Pythonic - 2 years ago 95
Python Question

# Cycle a list from alternating sides

Given a list

``````a = [0,1,2,3,4,5,6,7,8,9]
``````

how can I get

``````b = [0,9,1,8,2,7,3,6,4,5]
``````

That is, produce a new list in which each successive element is alternately taken from the two sides of the original list?

``````>>> [a[-i//2] if i % 2 else a[i//2] for i in range(len(a))]
[0, 9, 1, 8, 2, 7, 3, 6, 4, 5]
``````

Explanation:
This code picks numbers from the beginning (`a[i//2]`) and from the end (`a[-i//2]`) of `a`, alternatingly (`if i%2 else`). A total of `len(a)` numbers are picked, so this produces no ill effects even if `len(a)` is odd.
`[-i//2 for i in range(len(a))]` yields `0, -1, -1, -2, -2, -3, -3, -4, -4, -5`,
`[ i//2 for i in range(len(a))]` yields `0, 0, 1, 1, 2, 2, 3, 3, 4, 4`,
and `i%2` alternates between `False` and `True`,
so the indices we extract from `a` are: `0, -1, 1, -2, 2, -3, 3, -4, 4, -5`.

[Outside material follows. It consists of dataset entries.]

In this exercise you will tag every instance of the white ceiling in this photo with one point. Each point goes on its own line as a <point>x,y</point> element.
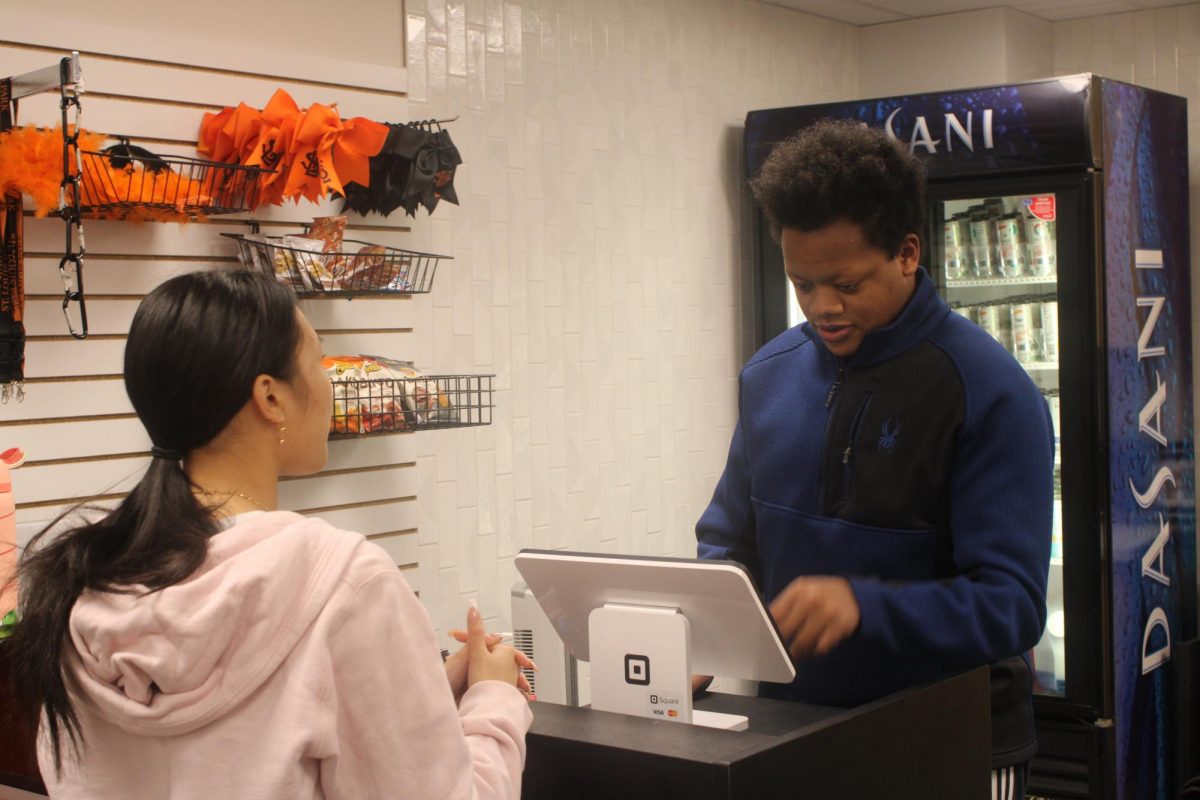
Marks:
<point>871,12</point>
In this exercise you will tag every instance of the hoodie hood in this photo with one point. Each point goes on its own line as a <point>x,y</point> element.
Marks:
<point>169,661</point>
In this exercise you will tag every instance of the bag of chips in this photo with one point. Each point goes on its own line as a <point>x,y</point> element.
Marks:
<point>366,396</point>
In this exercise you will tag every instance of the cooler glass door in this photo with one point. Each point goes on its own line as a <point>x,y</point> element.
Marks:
<point>1001,259</point>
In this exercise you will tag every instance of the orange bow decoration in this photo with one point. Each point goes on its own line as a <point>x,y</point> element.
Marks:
<point>313,151</point>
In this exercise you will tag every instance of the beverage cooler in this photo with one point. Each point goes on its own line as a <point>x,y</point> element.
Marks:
<point>1059,223</point>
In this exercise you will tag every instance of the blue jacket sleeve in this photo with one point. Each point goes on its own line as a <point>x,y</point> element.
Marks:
<point>1001,510</point>
<point>726,529</point>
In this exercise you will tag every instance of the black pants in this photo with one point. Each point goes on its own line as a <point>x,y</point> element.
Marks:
<point>1008,782</point>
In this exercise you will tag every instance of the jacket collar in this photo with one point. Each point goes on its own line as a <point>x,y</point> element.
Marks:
<point>923,312</point>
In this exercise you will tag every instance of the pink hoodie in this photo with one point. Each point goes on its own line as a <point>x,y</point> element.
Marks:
<point>294,663</point>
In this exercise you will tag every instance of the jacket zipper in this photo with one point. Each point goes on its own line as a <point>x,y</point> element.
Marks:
<point>833,390</point>
<point>849,452</point>
<point>826,444</point>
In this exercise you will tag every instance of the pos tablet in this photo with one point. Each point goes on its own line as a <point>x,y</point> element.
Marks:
<point>646,624</point>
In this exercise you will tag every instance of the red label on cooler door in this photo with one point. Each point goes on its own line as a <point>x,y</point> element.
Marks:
<point>1041,206</point>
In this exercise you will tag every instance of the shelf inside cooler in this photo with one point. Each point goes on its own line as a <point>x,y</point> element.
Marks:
<point>1025,280</point>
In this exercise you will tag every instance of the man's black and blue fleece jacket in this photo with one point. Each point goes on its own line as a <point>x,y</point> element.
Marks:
<point>919,468</point>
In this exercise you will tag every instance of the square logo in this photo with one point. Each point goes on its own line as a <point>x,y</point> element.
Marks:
<point>637,669</point>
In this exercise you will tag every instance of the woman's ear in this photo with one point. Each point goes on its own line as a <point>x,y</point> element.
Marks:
<point>910,254</point>
<point>265,397</point>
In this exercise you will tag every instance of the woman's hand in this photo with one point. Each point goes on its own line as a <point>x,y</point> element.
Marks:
<point>459,663</point>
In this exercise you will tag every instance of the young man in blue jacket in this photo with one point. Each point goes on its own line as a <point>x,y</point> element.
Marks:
<point>889,482</point>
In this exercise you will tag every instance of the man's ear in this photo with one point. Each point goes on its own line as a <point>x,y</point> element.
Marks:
<point>265,398</point>
<point>910,254</point>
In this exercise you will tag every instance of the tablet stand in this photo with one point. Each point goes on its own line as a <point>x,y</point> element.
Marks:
<point>641,665</point>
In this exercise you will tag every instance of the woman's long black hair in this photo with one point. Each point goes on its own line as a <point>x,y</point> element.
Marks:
<point>195,348</point>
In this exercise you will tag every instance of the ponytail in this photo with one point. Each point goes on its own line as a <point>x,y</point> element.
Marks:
<point>196,346</point>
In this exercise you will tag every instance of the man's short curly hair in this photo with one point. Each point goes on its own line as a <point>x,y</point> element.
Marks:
<point>844,170</point>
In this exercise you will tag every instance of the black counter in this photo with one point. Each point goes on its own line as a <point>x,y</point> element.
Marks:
<point>930,741</point>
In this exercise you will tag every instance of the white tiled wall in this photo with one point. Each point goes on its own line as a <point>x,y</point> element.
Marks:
<point>598,265</point>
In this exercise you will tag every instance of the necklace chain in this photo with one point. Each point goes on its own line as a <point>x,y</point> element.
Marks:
<point>233,494</point>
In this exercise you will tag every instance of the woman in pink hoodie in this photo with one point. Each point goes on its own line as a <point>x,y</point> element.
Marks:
<point>196,643</point>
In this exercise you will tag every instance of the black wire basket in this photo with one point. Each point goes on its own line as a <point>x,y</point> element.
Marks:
<point>168,187</point>
<point>357,268</point>
<point>407,404</point>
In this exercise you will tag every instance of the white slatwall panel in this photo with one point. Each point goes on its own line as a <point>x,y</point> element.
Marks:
<point>76,423</point>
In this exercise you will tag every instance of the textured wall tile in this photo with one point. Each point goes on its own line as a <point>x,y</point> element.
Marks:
<point>597,263</point>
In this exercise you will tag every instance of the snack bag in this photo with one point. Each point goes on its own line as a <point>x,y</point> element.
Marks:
<point>369,269</point>
<point>424,402</point>
<point>365,396</point>
<point>303,260</point>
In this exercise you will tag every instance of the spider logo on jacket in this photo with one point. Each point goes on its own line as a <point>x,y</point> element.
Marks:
<point>888,440</point>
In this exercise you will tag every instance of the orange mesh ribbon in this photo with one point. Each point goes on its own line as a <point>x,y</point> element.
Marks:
<point>313,151</point>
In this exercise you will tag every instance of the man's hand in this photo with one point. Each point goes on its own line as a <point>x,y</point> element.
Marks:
<point>814,613</point>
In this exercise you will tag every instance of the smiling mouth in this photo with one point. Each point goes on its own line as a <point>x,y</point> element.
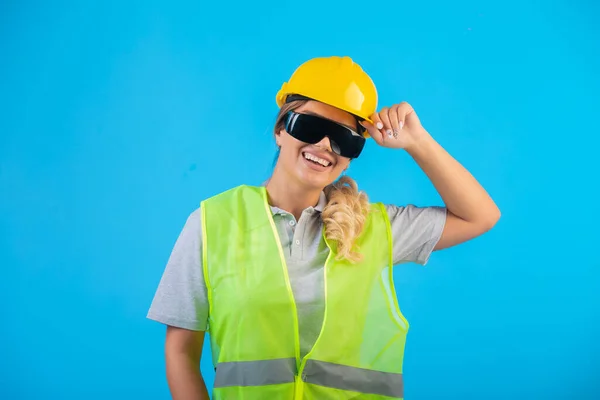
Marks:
<point>316,160</point>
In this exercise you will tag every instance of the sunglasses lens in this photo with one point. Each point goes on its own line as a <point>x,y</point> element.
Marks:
<point>312,129</point>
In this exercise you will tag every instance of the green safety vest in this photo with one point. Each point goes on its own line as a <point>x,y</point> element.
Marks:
<point>253,320</point>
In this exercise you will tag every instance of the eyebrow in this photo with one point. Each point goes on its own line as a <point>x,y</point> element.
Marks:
<point>314,114</point>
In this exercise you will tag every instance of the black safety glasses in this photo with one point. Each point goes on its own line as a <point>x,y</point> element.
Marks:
<point>312,129</point>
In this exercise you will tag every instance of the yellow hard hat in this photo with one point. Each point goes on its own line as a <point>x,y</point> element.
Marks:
<point>337,81</point>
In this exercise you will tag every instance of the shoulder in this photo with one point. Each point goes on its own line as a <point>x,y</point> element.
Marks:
<point>411,212</point>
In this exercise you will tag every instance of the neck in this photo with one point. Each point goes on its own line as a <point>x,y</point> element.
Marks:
<point>289,196</point>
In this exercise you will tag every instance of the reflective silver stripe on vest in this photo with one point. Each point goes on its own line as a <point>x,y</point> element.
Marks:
<point>255,373</point>
<point>354,379</point>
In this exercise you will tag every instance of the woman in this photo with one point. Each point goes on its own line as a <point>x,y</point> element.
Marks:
<point>294,279</point>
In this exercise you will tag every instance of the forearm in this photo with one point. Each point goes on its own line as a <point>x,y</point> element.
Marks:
<point>462,194</point>
<point>185,380</point>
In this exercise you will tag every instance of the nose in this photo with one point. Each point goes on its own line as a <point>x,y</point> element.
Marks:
<point>325,144</point>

My assessment of pythonicness:
The nice thing about this one-liner is that it's short and shows symmetry (`+i//2` and `-i//2`).
The bad thing, though, is that this symmetry is deceptive:
One might think that `-i//2` were the same as `i//2` with the sign flipped. But in Python, integer division returns the floor of the result instead of truncating towards zero. So `-1//2 == -1`.
Also, I find accessing list elements by index less pythonic than iteration.